Éstos vacilaron unos segundos. Tommy observó que sus compañeros de cuarto retrocedían y se apartaban, creando una pequeña apertura en forma de V. Scott y él se deslizaron a través de ella. De inmediato la multitud se agolpó a sus espaldas. Pero los hombres que había frente a ellos se apartaron, aunque sólo lo suficiente para permitirles seguir avanzando.

Los que se apretujaban a su alrededor los zarandeaban. Las voces enmudecieron, los abucheos e insultos se disiparon al tiempo que los dos soldados se abrían camino entre la multitud, rodeados por un súbito e impresionante silencio, acaso peor aún. Tommy pensó que les costaba avanzar, como si estuviera atravesando un caudaloso río en el que la corriente y la potencia de las aguas le empujaran y golpearan con fuerza sus piernas y su torso.

Al cabo de unos momentos, habían superado aquella masa humana.

Los últimos hombres se apartaron para cederles paso y Tommy vio que el camino hacia los barracones estaba despejado. Era una sensación análoga a sentirse a salvo después de haber volado a través de una furiosa y siniestra tempestad hacia un cielo despejado.

Marchando todavía en pareja, Tommy y Scott se dirigieron apresuradamente hacia el barracón 101. A sus espaldas, los hombres hostiles permanecían en silencio.

Scott respiraba como un boxeador tras disputar quince asaltos. Tommy se percató de que su respiración entrecortada no era demasiado diferente.

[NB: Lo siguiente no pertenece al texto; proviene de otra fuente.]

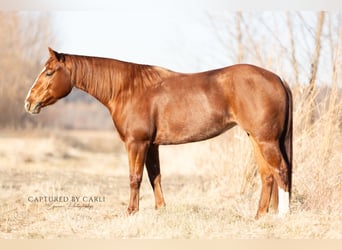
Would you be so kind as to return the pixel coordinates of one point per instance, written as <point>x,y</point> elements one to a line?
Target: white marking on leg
<point>284,202</point>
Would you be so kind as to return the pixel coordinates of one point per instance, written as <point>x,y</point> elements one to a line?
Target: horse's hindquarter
<point>200,106</point>
<point>190,108</point>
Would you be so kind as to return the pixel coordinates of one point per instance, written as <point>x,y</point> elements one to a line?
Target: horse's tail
<point>286,140</point>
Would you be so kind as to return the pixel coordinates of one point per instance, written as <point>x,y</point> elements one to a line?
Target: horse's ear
<point>54,54</point>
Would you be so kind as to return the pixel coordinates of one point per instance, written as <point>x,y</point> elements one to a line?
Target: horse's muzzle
<point>33,109</point>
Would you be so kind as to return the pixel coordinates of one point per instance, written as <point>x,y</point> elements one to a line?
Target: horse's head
<point>53,83</point>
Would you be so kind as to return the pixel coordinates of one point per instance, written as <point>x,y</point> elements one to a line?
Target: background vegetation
<point>211,187</point>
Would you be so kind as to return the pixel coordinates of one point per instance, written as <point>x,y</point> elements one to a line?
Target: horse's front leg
<point>136,155</point>
<point>153,170</point>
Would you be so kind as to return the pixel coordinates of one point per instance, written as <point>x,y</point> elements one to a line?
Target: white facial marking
<point>284,202</point>
<point>35,82</point>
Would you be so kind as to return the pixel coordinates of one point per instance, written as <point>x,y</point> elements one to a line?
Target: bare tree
<point>316,56</point>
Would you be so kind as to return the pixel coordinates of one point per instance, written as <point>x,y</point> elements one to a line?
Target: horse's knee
<point>135,181</point>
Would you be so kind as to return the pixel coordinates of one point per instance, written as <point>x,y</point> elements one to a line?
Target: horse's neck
<point>108,79</point>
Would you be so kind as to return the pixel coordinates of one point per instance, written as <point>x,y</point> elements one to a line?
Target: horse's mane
<point>106,78</point>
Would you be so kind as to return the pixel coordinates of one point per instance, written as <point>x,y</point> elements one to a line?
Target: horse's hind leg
<point>274,177</point>
<point>153,170</point>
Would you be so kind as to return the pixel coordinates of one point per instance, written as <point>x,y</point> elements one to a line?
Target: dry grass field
<point>211,188</point>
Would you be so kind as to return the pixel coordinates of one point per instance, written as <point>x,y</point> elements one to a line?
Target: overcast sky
<point>180,40</point>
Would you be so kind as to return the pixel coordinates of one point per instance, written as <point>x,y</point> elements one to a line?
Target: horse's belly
<point>190,128</point>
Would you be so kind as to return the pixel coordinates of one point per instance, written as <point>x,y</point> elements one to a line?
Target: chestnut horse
<point>152,106</point>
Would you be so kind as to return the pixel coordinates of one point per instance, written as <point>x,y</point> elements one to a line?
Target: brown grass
<point>219,201</point>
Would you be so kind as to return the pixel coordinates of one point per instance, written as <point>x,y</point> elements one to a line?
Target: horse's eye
<point>49,73</point>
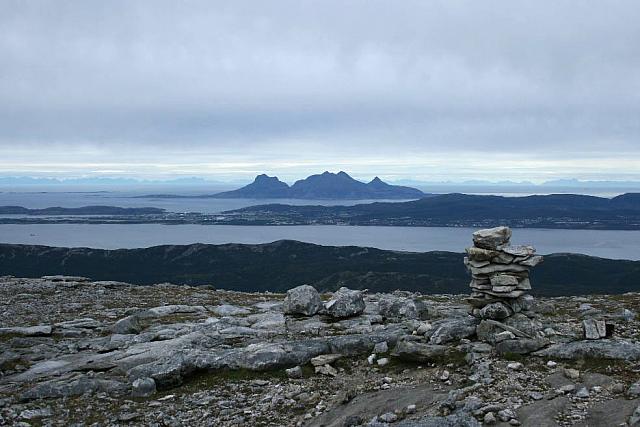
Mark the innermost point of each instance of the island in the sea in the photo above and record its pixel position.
(327, 185)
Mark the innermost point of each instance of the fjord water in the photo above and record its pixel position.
(613, 244)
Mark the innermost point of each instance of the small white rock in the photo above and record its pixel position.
(383, 361)
(515, 366)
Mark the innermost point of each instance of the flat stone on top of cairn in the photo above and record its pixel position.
(500, 274)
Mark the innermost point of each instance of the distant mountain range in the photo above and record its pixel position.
(549, 211)
(85, 210)
(323, 186)
(281, 265)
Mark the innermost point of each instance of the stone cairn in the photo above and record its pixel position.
(500, 274)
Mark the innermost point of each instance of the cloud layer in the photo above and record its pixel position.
(442, 89)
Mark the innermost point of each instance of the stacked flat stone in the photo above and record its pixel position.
(500, 274)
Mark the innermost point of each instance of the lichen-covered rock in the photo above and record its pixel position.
(303, 300)
(419, 352)
(394, 307)
(496, 311)
(606, 349)
(345, 303)
(454, 329)
(127, 325)
(143, 387)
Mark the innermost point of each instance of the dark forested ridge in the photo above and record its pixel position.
(281, 265)
(547, 211)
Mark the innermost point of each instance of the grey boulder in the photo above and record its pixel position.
(606, 349)
(449, 330)
(345, 303)
(303, 300)
(492, 238)
(419, 352)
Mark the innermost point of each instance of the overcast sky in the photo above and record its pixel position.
(427, 90)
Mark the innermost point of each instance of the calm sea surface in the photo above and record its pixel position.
(607, 244)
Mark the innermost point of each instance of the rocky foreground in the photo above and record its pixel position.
(76, 352)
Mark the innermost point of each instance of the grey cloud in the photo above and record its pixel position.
(385, 77)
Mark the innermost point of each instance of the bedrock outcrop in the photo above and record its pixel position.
(74, 351)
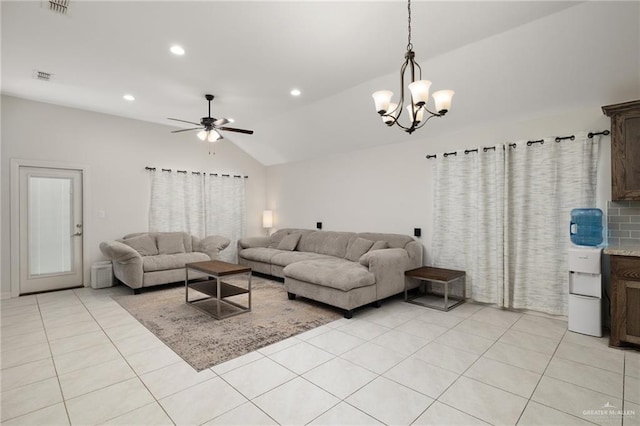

Tommy volvió la cabeza ligeramente, sin saber por qué. Un leve movimiento del cuello, una mirada hacia la derecha. En aquel breve instante, divisó al coronel MacNamara y al comandante Clark detrás de una de las cochambrosas ventanas del barracón contiguo, parcialmente ocultos y observando cómo él y Scott atravesaban el recinto. Tommy se quedó estupefacto, presa de una indignación casi incontrolable contra los dos superiores, por permitir que sus órdenes expresas fueran desobedecidas: «Nada de amenazas… tratadlo con cortesía…» Eso era lo que había ordenado MacNamara con toda claridad. Ahora presenciaba cómo violaban esa orden. En aquel segundo, Tommy sintió deseos de dirigirse hacia los dos comandantes y exigirles una explicación. Pero en medio de su ira oyó otra voz insinuándole que quizás había visto algo importante, algo que debía guardar para sí.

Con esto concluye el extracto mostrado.